I ended up asking her out again, mainly because she was so beautiful that even if our next date was equally unremarkable, I would at least get another chance to study her face. She said yes, but it was clear that she was equally ambivalent. By the time I got off the subway I had already stopped thinking about her.
That’s the true story of our first date, but it’s not the version you’ll hear if you bump into us at a party and ask about how we met:
Me: “Do you want to tell it, or should I?”
Her: “You start.”
Me: “OK, so we agreed to meet at this bar in the West Village—”
Her: “Ugh, skip all that.
Me: “Yeah, it was just your standard first date—totally awkward. Things really started to click on our second date, when we hung out at a hipster bowling alley until 1:00 am on a Sunday, eating overpriced mac and cheese and nerding out about our favorite children’s books.”
Her: “We both read A Wrinkle In Time five times.”
Me: “Actually, I only read it three times—I wasn’t a total loser.”
Her: “This coming from a guy whose sixth-grade wardrobe consisted entirely of anime t-shirts and JNCO jeans.”
And so on.
We’re not the only ones guilty of turning our story into shtick. I once heard a friend tell someone that he and his wife had met at a local speakeasy and bonded over their shared love of classic R&B, which was playing on the jukebox. It took all the self-control I could muster not to set the story straight: “Dude, I was there. It was a divey meatmarket, not a ‘speakeasy,’ and I don’t think most people would classify ‘The Thong Song’ as ‘classic R&B.’ You both got sloppy drunk and ended up making out in the bathroom. I know you remember, because I’ve been teasing you about it for the last five years.”
Why do couples do this? Some stories obviously need a bit of editing before they’re passed along to grandparents and young children, but there’s more to it than that. The fact of the matter is that tens of thousands of people fall in love every day, mostly in the usual ways—they went to school together, they met at a party, a friend set them up, etc. If they had skipped that party or gone to a different school, they probably would have ended up with someone else. From a strictly rational perspective, falling in love is simply the nexus of compatibility and proximity.

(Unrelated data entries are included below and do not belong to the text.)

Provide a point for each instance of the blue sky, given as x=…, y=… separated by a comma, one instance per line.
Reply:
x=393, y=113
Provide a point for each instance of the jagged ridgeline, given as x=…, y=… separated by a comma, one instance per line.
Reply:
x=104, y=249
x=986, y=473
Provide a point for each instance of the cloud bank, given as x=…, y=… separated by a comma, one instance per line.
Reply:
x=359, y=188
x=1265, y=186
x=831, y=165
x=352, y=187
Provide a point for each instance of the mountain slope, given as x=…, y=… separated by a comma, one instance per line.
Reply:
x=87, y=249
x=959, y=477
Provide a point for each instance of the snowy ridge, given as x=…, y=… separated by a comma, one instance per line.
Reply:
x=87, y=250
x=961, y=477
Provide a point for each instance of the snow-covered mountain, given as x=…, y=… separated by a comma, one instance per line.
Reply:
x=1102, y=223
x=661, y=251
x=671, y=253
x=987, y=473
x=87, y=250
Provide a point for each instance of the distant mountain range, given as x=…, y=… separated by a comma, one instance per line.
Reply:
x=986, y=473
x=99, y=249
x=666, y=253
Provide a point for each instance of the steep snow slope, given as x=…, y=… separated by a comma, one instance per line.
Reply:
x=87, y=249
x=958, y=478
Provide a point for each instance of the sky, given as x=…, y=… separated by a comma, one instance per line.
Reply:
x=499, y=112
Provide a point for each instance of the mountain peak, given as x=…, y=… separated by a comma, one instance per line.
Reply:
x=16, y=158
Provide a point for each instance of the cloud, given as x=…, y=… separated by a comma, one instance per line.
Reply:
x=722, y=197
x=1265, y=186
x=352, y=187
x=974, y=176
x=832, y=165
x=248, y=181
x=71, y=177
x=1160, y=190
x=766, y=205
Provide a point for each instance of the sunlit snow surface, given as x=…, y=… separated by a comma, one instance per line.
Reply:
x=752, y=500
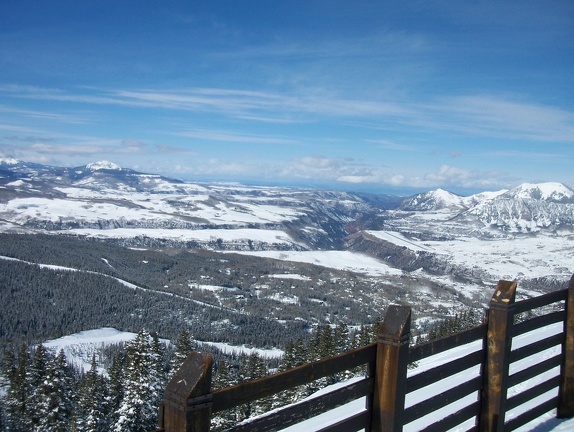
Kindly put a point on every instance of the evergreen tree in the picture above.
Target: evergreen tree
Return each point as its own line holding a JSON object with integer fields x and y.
{"x": 223, "y": 378}
{"x": 183, "y": 347}
{"x": 53, "y": 396}
{"x": 142, "y": 386}
{"x": 116, "y": 385}
{"x": 93, "y": 402}
{"x": 17, "y": 395}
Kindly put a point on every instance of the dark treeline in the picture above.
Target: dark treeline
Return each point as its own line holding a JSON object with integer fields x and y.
{"x": 41, "y": 302}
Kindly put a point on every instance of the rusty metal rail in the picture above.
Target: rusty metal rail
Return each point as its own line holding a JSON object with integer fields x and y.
{"x": 189, "y": 402}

But love isn’t rational, and my guess is that most successful couples secretly believe they were fated to be together. That’s why the stories they tell about how they met often sound like something out of a Nora Ephron script. Amplifying the charm and quirkiness of their first encounter is a way of telling the world that their love was written in the stars and can’t be reduced to probability or demographics.

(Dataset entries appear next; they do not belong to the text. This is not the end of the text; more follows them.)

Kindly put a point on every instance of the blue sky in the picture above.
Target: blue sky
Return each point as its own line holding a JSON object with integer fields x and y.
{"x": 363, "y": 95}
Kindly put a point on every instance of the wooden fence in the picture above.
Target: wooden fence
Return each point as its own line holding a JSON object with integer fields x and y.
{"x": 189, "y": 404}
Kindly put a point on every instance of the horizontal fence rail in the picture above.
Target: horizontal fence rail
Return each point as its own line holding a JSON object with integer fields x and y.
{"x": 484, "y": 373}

I don’t necessarily have a problem with any of this. Believing in fated love might not be entirely rational, but it does serve a very real purpose. When relationships fall on tough times, when the present is bad and the future suddenly becomes murky, sometimes all we have to rely upon is the past. If the memory of your first encounter keeps you going, does it matter if that memory has been embellished?
I don’t think so, as long as you don’t lose sight of where the embellishments end and reality begins—you can’t expect your partner to always be in character. And as you’re creating your public story, be careful not to banish the awkward silences and crossed signals from your private recollections. They are as much a part of every young relationship as mind-melding late night conversations and electrified first kisses, and we sell ourselves short when we forget that. Even the most effortless infatuations require a leap of faith, and we should give ourselves credit for being brave enough to risk the fall.